Lancaster, PA, Guide and Information
The Dutch in Pennsylvania Dutch refers to Deutsch or Deitsch as in the people from Germany and their language. Indeed many from southern Germany, Austria and even parts of Switzerland settled in this part of Pennsylvania during the eighteenth and nineteenth centuries. Fleeing religious intolerance at home, these Germanic people were free to practice their beliefs as they wished in Pennsylvania. German “colonies” were also established in other states such as Wisconsin, Ohio and the Dakotas, although Pennsylvania saw the greatest number of settlers.
By the time World War I seized the nation, these people were encouraged to assimilate more. Then with the onslaught of World War II, speaking the German language and practicing German traditions on American soil became increasingly verboten. Today the Amish, a specific religious denomination within the Pennsylvania Dutch people, are among the few to speak Pennsylfanisch Deitsch on a more regular basis, a language that you can hear being spoken when you pass or encounter some of these folks in and around Lancaster County. As for all the wonderful traditions of the Pennsylvania Dutch, many have thankfully been preserved, which is largely what makes Lancaster County, the city of Lancaster and its jumble of small towns and villages so charming to visitors and locals alike.

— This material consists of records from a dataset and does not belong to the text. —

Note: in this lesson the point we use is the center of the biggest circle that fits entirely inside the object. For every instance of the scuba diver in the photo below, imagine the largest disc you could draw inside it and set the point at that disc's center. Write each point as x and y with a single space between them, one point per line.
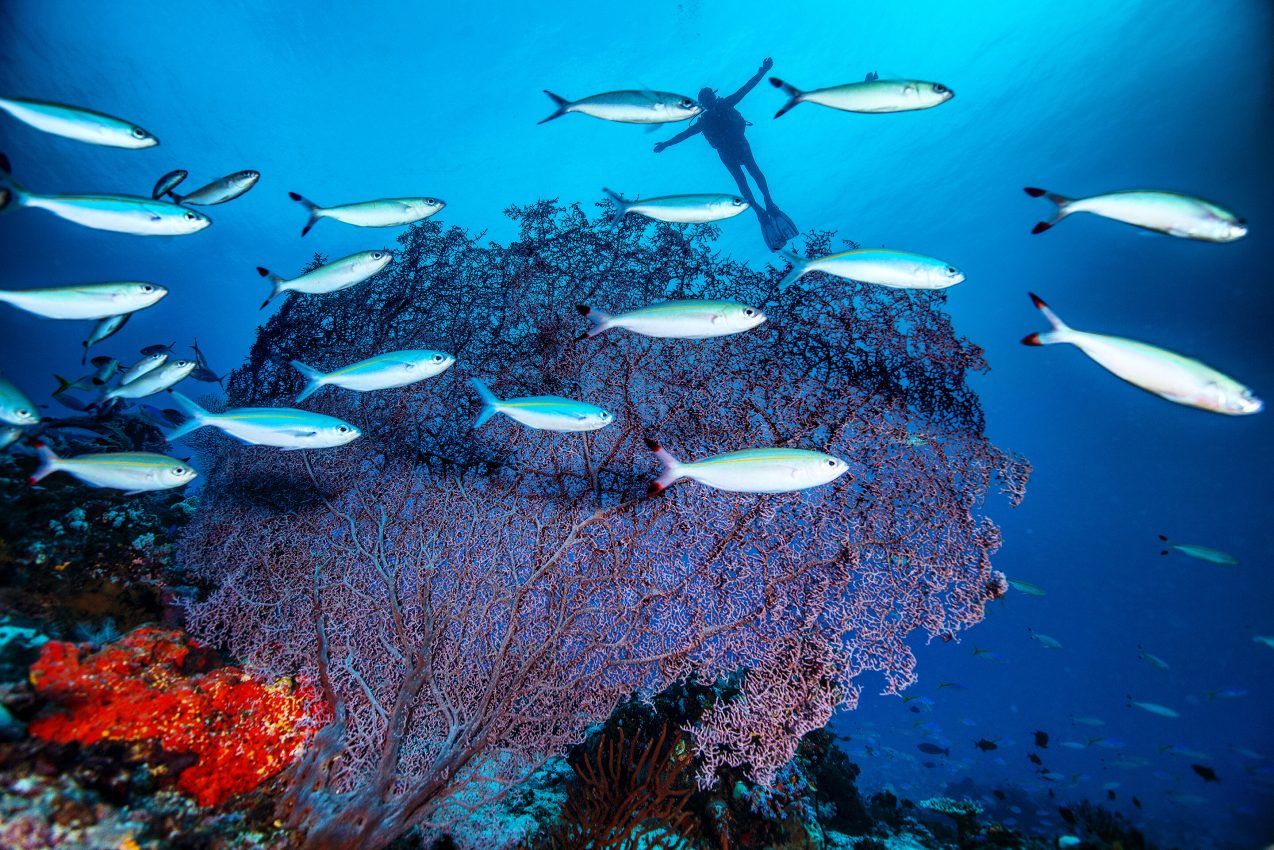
722 128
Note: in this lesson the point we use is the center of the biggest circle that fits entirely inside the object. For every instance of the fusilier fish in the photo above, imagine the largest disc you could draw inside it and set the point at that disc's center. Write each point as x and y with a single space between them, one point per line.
386 212
154 381
1153 707
219 190
75 122
753 470
872 96
85 300
103 329
1154 370
15 408
168 182
134 472
1202 552
9 435
684 319
542 412
338 274
286 428
380 372
115 213
882 266
1175 214
143 366
679 209
628 106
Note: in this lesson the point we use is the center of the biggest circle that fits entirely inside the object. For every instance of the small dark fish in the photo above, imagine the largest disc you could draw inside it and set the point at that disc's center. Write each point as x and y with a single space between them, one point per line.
1208 774
168 182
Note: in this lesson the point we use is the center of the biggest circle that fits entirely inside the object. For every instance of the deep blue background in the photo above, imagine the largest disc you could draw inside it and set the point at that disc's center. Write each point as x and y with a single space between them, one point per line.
1079 97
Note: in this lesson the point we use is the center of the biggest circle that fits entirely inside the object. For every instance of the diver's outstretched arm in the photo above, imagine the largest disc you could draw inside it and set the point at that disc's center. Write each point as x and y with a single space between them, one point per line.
680 136
751 84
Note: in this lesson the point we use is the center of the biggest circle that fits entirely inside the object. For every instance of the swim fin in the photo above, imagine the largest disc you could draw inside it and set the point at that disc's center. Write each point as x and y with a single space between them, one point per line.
785 227
770 231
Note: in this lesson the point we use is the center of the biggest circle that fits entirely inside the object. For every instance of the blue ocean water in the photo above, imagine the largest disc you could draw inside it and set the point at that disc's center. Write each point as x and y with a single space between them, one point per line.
1083 97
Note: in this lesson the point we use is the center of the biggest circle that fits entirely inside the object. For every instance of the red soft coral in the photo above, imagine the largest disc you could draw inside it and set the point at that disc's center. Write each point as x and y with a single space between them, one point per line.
138 688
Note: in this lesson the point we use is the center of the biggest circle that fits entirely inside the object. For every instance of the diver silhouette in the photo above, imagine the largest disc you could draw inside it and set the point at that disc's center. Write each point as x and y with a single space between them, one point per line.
722 126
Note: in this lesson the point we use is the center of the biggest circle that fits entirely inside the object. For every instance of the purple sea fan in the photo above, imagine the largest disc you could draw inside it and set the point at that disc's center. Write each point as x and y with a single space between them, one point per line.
472 600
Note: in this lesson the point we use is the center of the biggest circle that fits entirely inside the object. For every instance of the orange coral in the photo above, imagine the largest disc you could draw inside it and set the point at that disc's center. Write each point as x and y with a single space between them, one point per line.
138 688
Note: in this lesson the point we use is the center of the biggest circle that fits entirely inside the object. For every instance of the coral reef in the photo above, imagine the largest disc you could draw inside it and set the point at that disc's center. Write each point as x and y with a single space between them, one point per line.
156 687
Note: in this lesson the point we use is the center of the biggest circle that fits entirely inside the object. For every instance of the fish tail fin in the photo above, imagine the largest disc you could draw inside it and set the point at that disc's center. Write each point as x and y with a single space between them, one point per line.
315 210
198 417
559 102
600 321
278 283
1060 333
1060 200
621 208
794 94
800 266
670 469
47 463
489 403
314 380
12 195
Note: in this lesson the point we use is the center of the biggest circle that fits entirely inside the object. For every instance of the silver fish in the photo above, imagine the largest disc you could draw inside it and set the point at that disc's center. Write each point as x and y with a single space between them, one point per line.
145 365
753 470
386 212
103 329
628 106
380 372
134 472
872 96
168 182
283 427
87 300
687 319
880 266
1171 213
15 408
1154 370
157 380
542 412
115 213
219 190
338 274
679 209
9 435
74 122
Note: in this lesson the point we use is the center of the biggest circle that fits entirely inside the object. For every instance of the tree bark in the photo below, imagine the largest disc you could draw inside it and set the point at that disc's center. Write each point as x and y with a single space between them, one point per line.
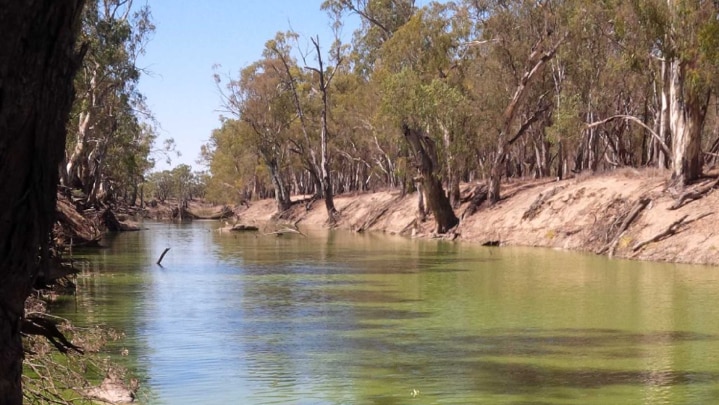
437 200
687 112
37 66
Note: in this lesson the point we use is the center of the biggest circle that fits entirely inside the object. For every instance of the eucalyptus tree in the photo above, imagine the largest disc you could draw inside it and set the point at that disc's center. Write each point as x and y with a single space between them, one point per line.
310 89
380 19
422 93
108 109
38 60
688 41
521 37
232 159
261 101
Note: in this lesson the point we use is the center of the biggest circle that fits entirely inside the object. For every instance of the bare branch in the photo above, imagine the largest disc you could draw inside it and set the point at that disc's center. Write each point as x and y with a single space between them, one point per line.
636 120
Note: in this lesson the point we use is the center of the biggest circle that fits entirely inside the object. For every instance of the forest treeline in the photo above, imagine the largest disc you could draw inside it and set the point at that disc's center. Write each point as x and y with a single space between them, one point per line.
471 91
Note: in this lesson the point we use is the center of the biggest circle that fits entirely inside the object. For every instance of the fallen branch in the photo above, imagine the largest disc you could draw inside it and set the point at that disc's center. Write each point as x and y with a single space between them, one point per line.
694 194
162 256
639 122
282 231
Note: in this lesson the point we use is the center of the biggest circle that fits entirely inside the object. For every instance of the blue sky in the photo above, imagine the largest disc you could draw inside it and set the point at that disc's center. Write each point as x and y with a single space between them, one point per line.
191 37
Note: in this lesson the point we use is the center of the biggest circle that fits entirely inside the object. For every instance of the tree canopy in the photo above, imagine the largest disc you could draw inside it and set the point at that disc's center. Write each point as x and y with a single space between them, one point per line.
498 89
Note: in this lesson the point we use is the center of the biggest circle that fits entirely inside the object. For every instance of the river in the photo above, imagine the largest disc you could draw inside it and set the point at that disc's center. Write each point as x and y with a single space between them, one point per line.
335 317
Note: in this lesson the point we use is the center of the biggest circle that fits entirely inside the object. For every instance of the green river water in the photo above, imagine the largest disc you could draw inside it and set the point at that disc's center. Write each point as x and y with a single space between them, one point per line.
343 318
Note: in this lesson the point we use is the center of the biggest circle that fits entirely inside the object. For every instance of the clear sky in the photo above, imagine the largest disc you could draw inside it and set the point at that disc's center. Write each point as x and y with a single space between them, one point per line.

Embracing the Pennsylvania Dutch and Amish culture most definitely plunges you back in time, however, there’s more dialing back of the years to be experienced elsewhere.
Let’s start with Lancaster, the city that’s the seat of Lancaster County. Founded as a borough in1742 and then chartered as a city in 1818, it’s one of the oldest inland cities in the United States. It’s named after the English city of Lancaster and as you may notice around town, its symbol is the red rose, which is also the symbol of the House of Lancaster in England.